They’ll play with your emotions. They’ll get you worked up by telling you what rotten things your spouse is doing to screw you. Between you and me, they know this because both lawyers are doing the same thing.
As for your hapless spouse, she or he is simply trusting his or her matrimonial lawyer, who is also orchestrating as much conflict into the situation as possible. And the lawyers play the same games with regularity.

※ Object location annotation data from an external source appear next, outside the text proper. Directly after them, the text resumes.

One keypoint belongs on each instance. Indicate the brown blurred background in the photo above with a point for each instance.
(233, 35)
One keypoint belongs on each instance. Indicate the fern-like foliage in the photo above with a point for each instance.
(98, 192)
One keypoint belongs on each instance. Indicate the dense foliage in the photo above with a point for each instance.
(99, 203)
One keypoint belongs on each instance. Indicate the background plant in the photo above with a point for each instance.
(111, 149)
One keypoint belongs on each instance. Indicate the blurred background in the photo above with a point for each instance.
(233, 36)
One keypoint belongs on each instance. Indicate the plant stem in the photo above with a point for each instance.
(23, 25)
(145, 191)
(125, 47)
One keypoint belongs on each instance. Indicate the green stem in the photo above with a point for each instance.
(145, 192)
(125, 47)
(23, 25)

In fact, they’ll probably have a good laugh about you over martinis at the next convention of the Matrimonial Lawyers Association.

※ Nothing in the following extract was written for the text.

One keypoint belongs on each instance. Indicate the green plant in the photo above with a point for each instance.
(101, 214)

“From Day One, both lawyers usually know to the penny what a case should settle for,” an attorney in my family once confided. “Then they keep the case going for as long as they can, because as long as it goes, it’s generating $400, or $500, or $650 an hour for them, or whatever they’re charging.”
Let the skinning alive begin
And rest assured, the lawyers will get their money. If they fight as fiercely as they know how, it won’t be for you. It’ll be for the right to skin you alive. A case in point,
from the New York Times some years ago:
Broad guidelines intended to protect divorcing clients from being exploited by their lawyers have set off an acrimonious debate in New York State over whether lawyers should be held to the kind of consumer regulations that other businesses must abide by.
Lawyers and bar associations have expressed such anger over the rules that Judge E. Leo Milonas, the state's top administrative judge, has modified some of them and put off implementation till the end of this month. Even with the changes, the rules still amount to the toughest in the country.
A client, for example, is to be given written guidelines that explain new rights like binding arbitration in fee disputes. Divorce lawyers are banned from having sex with clients, from demanding nonrefundable retainers, and from foreclosing on mortgages to get paid. In one hard-won modification, however, lawyers no longer have to advise a client how to file a grievance against them.
[snip]
…the matrimonial bar was vociferous in its opposition to the rules. Indeed the matrimonial law committee of the Nassau County Bar Association voted to file a lawsuit if major provisions were not changed.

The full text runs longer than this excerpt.